I understand the benefits and risks of the COVID-19 vaccine as described in the Emergency Use Authorization (EUA) Fact Sheet downloadable herein: https://www.fda.gov/media/144414/download. I may also request a physical copy of this in person. I have had a chance to ask questions that were answered to my satisfaction. I request the vaccine to be given to me or to the person named above, a minor for whom I represent that I am authorized to sign this Consent Form.
I understand that at this time, the COVID-19 vaccine requires 2 doses given 21-42 days apart depending on vaccine availability. I will be notified via email for my 2nd dose. For my second dose, I will bring my vaccine card with me to be completed.
I agree to stay in the vaccine administration area for fifteen (15) minutes or longer if indicated by the vaccine administrator after receiving my vaccine to ensure that no immediate adverse reactions occur.

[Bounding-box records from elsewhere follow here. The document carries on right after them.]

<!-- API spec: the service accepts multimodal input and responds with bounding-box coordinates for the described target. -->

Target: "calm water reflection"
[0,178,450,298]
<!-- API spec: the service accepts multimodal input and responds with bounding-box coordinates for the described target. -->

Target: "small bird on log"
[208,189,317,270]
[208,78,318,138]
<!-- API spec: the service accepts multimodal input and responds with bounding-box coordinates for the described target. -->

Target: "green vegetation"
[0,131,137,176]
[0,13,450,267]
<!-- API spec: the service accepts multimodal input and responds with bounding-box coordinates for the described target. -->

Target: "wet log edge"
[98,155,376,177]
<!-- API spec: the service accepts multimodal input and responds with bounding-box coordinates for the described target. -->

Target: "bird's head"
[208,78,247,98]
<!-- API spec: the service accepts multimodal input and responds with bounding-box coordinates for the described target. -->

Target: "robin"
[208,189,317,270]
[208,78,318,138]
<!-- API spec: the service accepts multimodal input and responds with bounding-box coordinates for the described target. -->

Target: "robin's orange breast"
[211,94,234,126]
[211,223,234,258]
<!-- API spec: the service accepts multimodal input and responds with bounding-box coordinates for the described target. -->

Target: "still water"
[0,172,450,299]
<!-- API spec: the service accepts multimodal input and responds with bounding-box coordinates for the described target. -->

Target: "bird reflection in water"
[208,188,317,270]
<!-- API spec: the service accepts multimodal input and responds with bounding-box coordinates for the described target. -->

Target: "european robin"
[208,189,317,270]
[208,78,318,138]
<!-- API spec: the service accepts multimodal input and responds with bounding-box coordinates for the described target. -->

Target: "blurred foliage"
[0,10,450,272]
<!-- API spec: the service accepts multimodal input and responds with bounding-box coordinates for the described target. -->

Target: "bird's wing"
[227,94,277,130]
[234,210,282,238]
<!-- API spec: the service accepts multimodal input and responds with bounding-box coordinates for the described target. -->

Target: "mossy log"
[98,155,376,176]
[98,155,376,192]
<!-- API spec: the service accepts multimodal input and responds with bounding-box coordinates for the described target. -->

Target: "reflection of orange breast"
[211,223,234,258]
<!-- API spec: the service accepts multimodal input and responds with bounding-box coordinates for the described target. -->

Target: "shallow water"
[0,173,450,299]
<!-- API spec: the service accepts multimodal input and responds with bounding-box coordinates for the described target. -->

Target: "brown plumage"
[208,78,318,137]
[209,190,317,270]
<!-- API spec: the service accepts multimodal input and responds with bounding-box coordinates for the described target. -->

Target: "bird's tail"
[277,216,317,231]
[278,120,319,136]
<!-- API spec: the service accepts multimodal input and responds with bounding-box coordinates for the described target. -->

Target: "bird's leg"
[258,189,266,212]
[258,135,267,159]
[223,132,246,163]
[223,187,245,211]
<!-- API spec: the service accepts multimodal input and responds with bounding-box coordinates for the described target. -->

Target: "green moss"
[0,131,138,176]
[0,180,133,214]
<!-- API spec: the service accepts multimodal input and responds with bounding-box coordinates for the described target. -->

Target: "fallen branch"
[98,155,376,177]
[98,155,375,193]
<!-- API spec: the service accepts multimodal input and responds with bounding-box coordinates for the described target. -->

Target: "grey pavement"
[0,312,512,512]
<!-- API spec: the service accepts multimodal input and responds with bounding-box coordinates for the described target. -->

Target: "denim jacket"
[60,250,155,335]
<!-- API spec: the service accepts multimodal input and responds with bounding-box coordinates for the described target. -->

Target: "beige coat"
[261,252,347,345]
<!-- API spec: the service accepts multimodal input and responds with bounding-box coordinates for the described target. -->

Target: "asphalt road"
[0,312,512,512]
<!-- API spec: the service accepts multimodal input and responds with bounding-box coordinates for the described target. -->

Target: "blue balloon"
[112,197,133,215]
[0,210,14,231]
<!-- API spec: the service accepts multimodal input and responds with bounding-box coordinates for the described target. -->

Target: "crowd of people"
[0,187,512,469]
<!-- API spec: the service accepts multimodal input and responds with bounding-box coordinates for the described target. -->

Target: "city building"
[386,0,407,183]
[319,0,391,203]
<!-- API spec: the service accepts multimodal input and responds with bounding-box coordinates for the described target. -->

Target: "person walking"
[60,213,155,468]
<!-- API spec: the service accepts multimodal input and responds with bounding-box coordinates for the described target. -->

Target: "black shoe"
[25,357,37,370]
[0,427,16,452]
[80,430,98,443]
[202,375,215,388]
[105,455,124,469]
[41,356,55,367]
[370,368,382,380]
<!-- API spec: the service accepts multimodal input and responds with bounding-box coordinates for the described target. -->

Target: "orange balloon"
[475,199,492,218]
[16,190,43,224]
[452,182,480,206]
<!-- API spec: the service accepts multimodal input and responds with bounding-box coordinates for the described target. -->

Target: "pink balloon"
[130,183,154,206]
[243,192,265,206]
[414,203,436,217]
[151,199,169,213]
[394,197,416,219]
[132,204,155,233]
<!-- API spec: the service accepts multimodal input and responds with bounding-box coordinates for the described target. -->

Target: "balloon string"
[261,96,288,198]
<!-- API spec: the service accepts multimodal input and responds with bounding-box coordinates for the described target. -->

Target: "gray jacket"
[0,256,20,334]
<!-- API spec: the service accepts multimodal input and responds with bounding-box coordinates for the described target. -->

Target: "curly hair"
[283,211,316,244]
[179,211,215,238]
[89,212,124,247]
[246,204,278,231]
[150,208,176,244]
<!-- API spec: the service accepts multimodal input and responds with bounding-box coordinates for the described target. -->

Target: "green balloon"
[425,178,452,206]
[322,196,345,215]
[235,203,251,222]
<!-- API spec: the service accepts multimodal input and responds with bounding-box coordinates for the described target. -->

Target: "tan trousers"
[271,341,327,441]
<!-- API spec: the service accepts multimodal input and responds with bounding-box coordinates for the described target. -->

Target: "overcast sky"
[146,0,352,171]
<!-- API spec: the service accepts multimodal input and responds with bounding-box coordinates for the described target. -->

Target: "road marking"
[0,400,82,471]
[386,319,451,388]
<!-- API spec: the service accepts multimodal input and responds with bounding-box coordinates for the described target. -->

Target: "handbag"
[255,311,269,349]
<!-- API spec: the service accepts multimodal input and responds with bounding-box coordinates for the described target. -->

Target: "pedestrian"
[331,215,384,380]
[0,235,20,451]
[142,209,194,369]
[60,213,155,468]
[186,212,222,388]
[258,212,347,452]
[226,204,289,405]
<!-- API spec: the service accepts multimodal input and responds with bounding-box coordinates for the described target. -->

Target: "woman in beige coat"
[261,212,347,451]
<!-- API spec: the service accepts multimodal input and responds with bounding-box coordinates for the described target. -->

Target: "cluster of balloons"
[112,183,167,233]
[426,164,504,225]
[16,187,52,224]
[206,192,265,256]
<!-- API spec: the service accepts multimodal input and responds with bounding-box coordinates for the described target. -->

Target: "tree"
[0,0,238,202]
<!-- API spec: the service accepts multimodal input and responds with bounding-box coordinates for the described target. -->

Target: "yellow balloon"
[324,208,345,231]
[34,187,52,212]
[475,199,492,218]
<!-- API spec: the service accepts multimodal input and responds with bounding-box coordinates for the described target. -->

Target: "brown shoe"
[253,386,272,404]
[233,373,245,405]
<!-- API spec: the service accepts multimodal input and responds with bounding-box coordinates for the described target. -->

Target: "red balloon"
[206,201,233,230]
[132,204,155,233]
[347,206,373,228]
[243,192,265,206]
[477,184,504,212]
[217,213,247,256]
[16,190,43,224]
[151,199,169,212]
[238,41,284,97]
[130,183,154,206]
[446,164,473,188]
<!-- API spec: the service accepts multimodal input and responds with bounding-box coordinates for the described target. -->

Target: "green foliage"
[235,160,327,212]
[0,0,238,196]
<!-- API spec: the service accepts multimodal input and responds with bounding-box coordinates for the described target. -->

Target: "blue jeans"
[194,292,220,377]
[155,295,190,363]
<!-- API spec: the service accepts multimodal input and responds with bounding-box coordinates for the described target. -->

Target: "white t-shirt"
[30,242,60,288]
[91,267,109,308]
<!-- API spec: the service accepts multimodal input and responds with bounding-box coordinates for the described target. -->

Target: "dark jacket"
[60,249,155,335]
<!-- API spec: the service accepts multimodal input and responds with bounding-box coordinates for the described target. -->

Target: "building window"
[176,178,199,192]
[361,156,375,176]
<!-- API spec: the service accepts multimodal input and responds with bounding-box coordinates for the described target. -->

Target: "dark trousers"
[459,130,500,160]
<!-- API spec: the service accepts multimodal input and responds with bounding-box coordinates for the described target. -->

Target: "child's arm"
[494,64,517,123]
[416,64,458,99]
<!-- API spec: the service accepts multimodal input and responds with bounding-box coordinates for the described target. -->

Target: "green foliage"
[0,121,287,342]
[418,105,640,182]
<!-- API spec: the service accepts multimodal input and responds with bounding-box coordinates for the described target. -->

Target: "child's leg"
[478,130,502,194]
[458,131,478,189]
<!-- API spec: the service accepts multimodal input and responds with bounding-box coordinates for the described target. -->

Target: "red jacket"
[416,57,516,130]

I, on behalf of myself, my heirs, executors, personal representatives, agents, successors, and assigns hereby agree to release, indemnify, and hold harmless Skippack Pharmacy, its subsidiaries, divisions, affiliates, agents, officers, directors, contractors, and employees from any and all claims arising out of, in connection with, or in any way related to the administration of the vaccine(s).
Please be aware that by entering the area of the pharmacy or clinic, you consent to your voice, name, and/or likeliness being used, without compensation, in photography or film and media, and you release Skippack Pharmacy, its successors, assigns, and licensees from any liability. I will inform a member of the staff if I wish not to be included in any photos, film, or media.